Au terme de cet examen, votre commission des Affaires sociales observe que la " pression sociale " s'accroît fortement dans notre pays en 1998. Si cette évolution n'est pas récente, elle constate qu'au lieu de la freiner, les mesures contenues dans le présent projet de loi ne font que l'accentuer.

Elle considère que cette " pression sociale " ajoutée à la " pression fiscale " tend à asphyxier notre économie avec des taux de prélèvements excessifs.

2. Les objectifs de dépenses : des évolutions contrastées

Les objectifs de dépenses enregistrent également une progression significative, contrastée toutefois selon les branches.

a) Une notion de branche qui nécessite une harmonisation rapide

La notion de branche n'a été définie que pour le seul régime général (loi du 25 juillet 1994). L'absence de définition générale de cette notion a conduit à adopter un certain nombre de conventions pour la ventilation des dépenses.
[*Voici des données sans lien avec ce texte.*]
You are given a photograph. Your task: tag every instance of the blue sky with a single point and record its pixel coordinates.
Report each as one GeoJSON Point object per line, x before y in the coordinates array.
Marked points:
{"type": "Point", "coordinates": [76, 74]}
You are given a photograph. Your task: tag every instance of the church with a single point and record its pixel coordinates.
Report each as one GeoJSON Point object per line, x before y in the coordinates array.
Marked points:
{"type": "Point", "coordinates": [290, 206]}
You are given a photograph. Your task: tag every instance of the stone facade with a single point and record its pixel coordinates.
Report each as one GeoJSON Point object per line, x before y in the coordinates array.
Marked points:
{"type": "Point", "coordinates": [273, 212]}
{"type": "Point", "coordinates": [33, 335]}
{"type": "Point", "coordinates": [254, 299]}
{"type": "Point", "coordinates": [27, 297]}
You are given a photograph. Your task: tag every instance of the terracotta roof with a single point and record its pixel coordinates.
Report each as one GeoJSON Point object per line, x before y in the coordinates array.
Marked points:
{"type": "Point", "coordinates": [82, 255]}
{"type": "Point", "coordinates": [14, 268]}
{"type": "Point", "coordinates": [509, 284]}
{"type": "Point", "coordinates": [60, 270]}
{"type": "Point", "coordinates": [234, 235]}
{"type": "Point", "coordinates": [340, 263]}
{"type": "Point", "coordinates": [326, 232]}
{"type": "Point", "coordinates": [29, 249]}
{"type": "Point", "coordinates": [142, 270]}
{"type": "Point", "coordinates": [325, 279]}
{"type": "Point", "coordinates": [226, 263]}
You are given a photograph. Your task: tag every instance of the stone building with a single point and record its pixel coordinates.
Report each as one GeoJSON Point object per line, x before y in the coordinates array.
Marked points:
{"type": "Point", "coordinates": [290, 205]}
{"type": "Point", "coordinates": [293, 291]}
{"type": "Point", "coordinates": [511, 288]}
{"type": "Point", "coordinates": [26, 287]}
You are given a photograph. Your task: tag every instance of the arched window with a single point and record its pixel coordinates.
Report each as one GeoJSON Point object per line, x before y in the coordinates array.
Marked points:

Ces conventions sont précisées à l'annexe c du projet de loi de financement. Toutefois, à la suite de la Cour des Comptes, on peut noter plusieurs approximations :

- s'agissant des charges annexes (frais, intérêts) lorsque les régimes ne les individualisent pas, elles sont réparties en fonction des clés conventionnelles sur lesquelles l'annexe c n'apporte pas de précision ;

- par ailleurs, le concept de dépenses utilisé par la loi organique ne recoupe pas exactement celui d'emplois retenu dans les comptes présentés à la Commission des comptes de la sécurité sociale. Ces différences de ressources résultent principalement du traitement des dépenses des départements d'outre-mer dans les comptes de la sécurité sociale, où elles sont consolidées avec les recettes perçues dans les départements d'outre-mer, des doubles emplois qui apparaissent dans les comptes de la sécurité sociale du fait des transferts internes aux régimes de base, des cotisations prises en charge par les régimes et de l'exclusion des régimes de base de moins de 20.000 cotisants ou bénéficiaires de droits propres.

Les objectifs de dépenses par branche figurant à l'article 3 du projet de loi de financement de la sécurité sociale sont donc définis à partir du total des dépenses de l'ensemble des régimes de base obligatoires :

- diminué des dépenses des régimes de moins de 20.000 cotisants ou bénéficiaires et des transferts internes aux régimes de base considérés, ainsi que les dépenses constituant la contrepartie des cotisations prises en charge par la sécurité sociale et

- et majoré des dépenses dans les DOM qui, dans les comptes de la sécurité sociale, sont consolidées avec les recettes perçues dans les DOM.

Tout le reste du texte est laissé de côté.